El reconocimiento de la obra de Mutis, cuya creación en torno al mítico gaviero Margoll constituye un universo con escasos precedentes en el ámbito literario latinoamericano, empezó en 1974 con el Premio Nacional de Letras de Colombia; en México ganó en 1985 el Premio de la Crítica de Los Abriles, por su libro Los emisarios (1984); en 1988 la Universidad del Valle le concedió el grado de doctor Honoris causa en Letras, y lo mismo hizo la Universidad de Antioquia en 1993.

En 1988 recibió el Premio Xavier Villaurrutia y fue condecorado con el Aguila Azteca por su libro Ilona llega con la lluvia (1987); en 1989 ganó en Francia el premio Médicis Itranger con La Nieve del Almirante (1986), considerado el mejor libro traducido al francés ese año, y recibió la Orden de las Artes y las Letras en el grado de Caballero de parte del gobierno de ese país.

En 1990 le otorgaron en Italia el Premio Nonino y el Premio Literario Lila; y en 1993, como parte de la semana de homenaje al escritor con motivo de sus 70 años de vida, el gobierno colombiano le concedió la Cruz de Boyacá.
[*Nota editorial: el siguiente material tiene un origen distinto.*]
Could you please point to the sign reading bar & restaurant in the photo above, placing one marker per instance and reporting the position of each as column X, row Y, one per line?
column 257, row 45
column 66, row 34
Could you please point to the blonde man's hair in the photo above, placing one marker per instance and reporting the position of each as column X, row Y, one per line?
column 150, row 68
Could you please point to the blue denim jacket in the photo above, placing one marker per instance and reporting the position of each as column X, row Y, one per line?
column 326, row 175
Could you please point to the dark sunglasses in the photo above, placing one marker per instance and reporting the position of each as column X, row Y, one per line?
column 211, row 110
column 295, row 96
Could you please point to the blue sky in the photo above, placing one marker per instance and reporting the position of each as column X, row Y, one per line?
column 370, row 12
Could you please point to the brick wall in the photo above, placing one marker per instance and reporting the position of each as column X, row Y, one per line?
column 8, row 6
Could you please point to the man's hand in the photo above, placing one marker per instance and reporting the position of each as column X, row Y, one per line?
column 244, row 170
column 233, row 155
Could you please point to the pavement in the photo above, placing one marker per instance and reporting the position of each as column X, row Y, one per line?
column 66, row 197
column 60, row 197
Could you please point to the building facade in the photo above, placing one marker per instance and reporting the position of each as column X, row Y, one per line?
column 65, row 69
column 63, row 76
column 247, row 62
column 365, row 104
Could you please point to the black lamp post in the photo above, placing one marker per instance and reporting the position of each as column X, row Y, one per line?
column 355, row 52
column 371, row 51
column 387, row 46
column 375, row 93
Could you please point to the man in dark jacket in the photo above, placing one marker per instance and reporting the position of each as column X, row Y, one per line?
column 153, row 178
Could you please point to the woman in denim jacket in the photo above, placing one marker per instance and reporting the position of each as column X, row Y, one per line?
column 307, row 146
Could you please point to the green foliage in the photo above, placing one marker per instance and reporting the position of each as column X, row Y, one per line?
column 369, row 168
Ultimamente ha sido distinguido con la Gran Cruz de Alfonso X, el Premio Reina Sofía de Poesía Iberoamericana, el Premio Príncipe de Asturias y el Premio Grizane Cavour.

La importancia y el interés que despierta la obra de Mutis en el exterior, se observa también en las traducciones de su obra al sueco, al alemán, al holandés, al portugués, al rumano, al inglés, al italiano, al francés y hasta al turco.